Large Landlords More Likely to Engage in Serial Eviction Filing

A new study published in Socius, “Every Month Like Clockwork? Patterns and Prevalence of Serial Eviction Filing among Landlords,” finds that landlords with larger portfolios are more likely than those with smaller portfolios to engage in serial eviction filing and to do so over longer periods of time. The study also finds that serial filings pursued by larger landlords or over longer periods of time are less likely to result in court-ordered removals of households. The findings suggest that many larger landlords use serial eviction filing more as a means to collect rent than to remove renters.

Using eviction filing data and property records from Washington, D.C. for the years 2014-2019, the authors analyzed the relationship between landlord size and the occurrence of repeat eviction filings against the same household. The authors found that 64% of all eviction filings were part of a series of at least two filings against the same household within a six-month period. These filings accounted for 34% of all eviction filings for landlords with 1,000 or more units and 33% for landlords with 101-1,000 units, compared to just 16% for landlords with five or fewer units.

The authors also considered the relationship between landlord size and the duration of serial eviction filings. Larger landlords were more likely to file for eviction repeatedly over longer periods of time. The largest landlords, for example, were more likely to engage in a long sequence of filings against the same household (seven to 16 filings over a one-to-two-year period) or a very long sequence (17 or more filings over multiple years) compared to the smallest landlords.

Finally, the authors examined the relationship between serial eviction filings and the court-ordered removal of households, finding that, while few serial filings ended in the formal removal of the household, longer durations of repeat filings were less likely to end in formal removal than shorter durations of repeat filings. Serial filings from larger landlords were also less likely to result in court-ordered removals. While a series of eviction filings from the smallest landlords ended in the court-ordered removal of a household 15% of the time, a series of filings from the largest landlords resulted in removal just 8% of the time.

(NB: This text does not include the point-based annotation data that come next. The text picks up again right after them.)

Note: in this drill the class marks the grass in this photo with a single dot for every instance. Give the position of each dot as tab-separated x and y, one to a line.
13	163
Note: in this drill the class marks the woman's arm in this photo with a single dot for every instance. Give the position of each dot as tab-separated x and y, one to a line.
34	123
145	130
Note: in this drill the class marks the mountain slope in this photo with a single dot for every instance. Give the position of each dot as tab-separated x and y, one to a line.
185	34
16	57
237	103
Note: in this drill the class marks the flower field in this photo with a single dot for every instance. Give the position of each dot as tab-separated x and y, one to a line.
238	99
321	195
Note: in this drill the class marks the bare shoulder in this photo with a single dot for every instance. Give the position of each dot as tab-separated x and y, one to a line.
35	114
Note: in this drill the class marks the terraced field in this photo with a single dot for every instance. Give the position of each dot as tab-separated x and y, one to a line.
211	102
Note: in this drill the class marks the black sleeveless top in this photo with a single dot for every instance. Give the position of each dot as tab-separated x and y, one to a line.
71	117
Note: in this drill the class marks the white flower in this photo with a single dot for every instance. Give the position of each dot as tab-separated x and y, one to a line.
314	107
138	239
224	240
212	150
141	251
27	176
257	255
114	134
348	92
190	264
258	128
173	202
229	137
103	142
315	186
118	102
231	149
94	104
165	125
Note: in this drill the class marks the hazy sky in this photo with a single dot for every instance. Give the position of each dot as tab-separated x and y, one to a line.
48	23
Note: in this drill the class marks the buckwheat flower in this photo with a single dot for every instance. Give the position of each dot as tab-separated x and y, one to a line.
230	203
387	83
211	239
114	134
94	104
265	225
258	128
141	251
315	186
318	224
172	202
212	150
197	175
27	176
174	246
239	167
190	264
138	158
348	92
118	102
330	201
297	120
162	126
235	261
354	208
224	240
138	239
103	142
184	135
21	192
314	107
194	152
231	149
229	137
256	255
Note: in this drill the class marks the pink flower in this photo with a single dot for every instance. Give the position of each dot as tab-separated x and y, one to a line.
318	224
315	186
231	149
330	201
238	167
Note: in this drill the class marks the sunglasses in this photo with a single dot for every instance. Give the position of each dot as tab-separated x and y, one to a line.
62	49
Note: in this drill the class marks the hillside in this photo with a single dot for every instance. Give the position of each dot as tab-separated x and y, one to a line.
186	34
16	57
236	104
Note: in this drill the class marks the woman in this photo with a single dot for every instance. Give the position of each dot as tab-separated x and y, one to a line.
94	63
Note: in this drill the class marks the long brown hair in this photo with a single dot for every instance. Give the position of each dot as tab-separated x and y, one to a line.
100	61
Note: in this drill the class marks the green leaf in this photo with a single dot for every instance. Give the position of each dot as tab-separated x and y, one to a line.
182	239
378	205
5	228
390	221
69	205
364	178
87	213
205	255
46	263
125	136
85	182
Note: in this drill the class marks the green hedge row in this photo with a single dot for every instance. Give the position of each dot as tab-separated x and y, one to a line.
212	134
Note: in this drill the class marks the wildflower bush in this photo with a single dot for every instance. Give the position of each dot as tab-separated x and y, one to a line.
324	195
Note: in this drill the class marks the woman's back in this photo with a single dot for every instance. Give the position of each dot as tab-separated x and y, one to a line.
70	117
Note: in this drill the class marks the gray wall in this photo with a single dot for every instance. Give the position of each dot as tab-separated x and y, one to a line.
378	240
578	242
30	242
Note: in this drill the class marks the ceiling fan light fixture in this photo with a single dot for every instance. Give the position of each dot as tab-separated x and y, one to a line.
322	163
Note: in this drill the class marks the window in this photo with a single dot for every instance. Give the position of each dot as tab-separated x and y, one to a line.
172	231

The authors conclude that their findings support the theory that landlords, particularly larger landlords, use serial eviction filing as a rent collection strategy. However, serial eviction filing can hurt renters’ credit and housing histories. The authors call for policies that support rent collection in ways that do not further harm renters’ credit and housing histories, such as eviction diversion programs that can provide more informal resolutions for rent disputes. They also recommend higher eviction filing fees to discourage serial filing and highlight the need for policy solutions that specifically target larger, corporate landlords that engage in serial filings.